On a publié deux traductions françaises de Fieramosca, l’une anonyme, l’autre, par M. A. L. Blanchard. Sans examiner si le roman de M. d’Azéglio méritait un tel honneur, nous ne pouvons nous empêcher de donner la préférence à la dernière, malgré la notice préliminaire sur Manzoni, qui n’a rien à faire là ; notice qui n’a été composée évidemment que dans le but de faire porter à Manzoni ce qui n’est bien qu’à M. d’Azéglio.
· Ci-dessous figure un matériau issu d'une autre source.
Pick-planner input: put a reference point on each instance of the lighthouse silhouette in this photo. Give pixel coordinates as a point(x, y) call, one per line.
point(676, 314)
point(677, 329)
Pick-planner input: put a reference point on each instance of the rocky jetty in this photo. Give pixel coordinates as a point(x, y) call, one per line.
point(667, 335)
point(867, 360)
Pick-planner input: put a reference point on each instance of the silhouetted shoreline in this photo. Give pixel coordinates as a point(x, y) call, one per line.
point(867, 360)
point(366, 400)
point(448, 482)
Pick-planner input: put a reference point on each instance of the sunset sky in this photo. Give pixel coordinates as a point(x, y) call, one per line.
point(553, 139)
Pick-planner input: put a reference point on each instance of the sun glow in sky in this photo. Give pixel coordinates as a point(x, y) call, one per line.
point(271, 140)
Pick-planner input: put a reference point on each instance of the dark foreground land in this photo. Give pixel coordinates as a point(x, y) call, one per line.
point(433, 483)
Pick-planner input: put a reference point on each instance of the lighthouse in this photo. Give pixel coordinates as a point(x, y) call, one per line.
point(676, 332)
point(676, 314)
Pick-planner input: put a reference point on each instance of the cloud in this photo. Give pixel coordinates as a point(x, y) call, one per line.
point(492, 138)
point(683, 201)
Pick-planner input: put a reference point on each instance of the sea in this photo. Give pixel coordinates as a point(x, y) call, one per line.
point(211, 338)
SOUVENIRS D’ORIENT, PAR M. CORNILLE.[1]

L’Orient, tout banal qu’il commence à devenir depuis quelques années, a cet avantage sur l’Italie,

Messaline en haillons sous les baisers flétrie,
qu’il n’a pas fourni le quart du bavardage descriptif, artistique ou sentimental dont nous avons été de tout temps inondés sur cette dernière. Constantinople, Smyrne et Alexandrie ne voient pas encore ces nuées de touristes qui, chaque année, au retour de la belle saison, s’abattent sur Naples ou Florence, aussi régulièrement que les légions de cailles qu’apportent les vents d’automne sur les rivages de la Sicile. Par cela seul, si j’étais voyageur, je me déciderais en faveur de l’Orient ; et si je savais conter, comme M. Cornille, ce que j’aurais vu et entendu, il est probable que je ferais comme lui : je publierais un livre. Pendant deux années de courses dans la Turquie, la Grèce, la Syrie et l’Égypte, M. Cornille a été témoin de la plupart des faits importans qui se sont passés en Orient. En août 1831, l’incendie qui consuma le faubourg de Péra presque tout entier, le chassait de Constantinople ; à quelque temps de là, Mavromichalis brûlait sous ses yeux la cervelle au président Capo d’Istria ; nous le retrouvons ensuite sous la tente d’Ibrahim au siège de Saint-Jean-d’Acre, puis sur les bords du Jourdain, et enfin à Alexandrie, où il assiste à la réception généreuse que fit Méhémet-Ali à Abdallah vaincu.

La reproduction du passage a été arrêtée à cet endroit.